Jake had featured on TV a few times. At some time in his history an owner had docked his tail, leaving just a stump with very short hair. Cruel, because in the fields horses have a buddy system where they stand nose-to-tail with another horse and then flick their tails to brush flies away from their buddy's face and eyes. Jake was unable to take part in this sort of activity.

Plenty of this to be done in stables!

Christmas 2000. WIth the college having halls of residence, we had a local chaplain attached. She came round this Christmas asking if anyone could play musical instruments at a carol singing event one lunchtime. A few of us turned up with guitars and various other instruments and busked our way through a few carols.

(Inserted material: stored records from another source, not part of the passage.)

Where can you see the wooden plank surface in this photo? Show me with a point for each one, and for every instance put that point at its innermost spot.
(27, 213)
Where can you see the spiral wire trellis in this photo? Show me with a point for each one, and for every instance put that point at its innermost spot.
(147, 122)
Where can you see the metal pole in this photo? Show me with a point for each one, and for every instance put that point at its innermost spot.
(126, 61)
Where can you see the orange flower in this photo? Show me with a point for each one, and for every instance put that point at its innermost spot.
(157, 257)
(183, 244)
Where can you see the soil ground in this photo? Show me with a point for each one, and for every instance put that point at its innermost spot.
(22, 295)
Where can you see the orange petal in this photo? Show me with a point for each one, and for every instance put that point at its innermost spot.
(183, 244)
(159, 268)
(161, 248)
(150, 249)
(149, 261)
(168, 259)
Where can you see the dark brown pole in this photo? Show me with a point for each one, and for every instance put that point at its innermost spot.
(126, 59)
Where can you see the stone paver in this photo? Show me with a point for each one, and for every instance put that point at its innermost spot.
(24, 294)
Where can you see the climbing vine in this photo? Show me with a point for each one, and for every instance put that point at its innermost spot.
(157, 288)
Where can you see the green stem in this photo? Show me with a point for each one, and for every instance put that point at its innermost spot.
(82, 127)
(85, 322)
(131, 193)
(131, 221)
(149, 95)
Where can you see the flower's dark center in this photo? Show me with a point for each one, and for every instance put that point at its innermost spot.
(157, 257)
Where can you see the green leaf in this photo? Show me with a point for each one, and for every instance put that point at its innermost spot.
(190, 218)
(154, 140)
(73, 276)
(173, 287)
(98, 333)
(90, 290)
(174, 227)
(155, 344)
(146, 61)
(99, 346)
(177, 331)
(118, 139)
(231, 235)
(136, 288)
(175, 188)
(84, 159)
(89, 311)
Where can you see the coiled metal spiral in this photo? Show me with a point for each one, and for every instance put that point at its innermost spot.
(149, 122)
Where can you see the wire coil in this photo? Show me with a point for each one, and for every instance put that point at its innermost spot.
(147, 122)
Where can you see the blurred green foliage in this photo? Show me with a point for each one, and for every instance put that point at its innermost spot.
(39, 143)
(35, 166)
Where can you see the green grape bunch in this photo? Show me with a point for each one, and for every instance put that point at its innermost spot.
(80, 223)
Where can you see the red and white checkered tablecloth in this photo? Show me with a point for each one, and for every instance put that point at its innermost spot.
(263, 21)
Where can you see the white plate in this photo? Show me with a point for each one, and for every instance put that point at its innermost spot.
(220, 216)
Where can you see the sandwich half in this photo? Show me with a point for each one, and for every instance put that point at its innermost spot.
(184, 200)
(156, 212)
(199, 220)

Christine, who ran the Admin side of the college covering Enrolments, Exams, the Management Information Systems' data entry and other bits and pieces, asked a few of us to play at her department's Christmas lunchtime gathering. One of her staff, David Lancaster joined to ask if he could sing a few songs with us and with Bob Snape on mandolin and Helen Fenton on violin we knocked out a few folk songs.

It was the start of a group called Creeping Bentgrass that shrank over the years, until by 2010 there would be just David and myself carrying on the name as a duo, but we gigged successfully, having moved into Fifties, Sixties, Country, Rock 'n' Roll and the odd Take That and Status Quo number, right through until 2020 when Covid put a stop to performances. By the time things got back to normal again health issues forced us to reluctantly call it a day.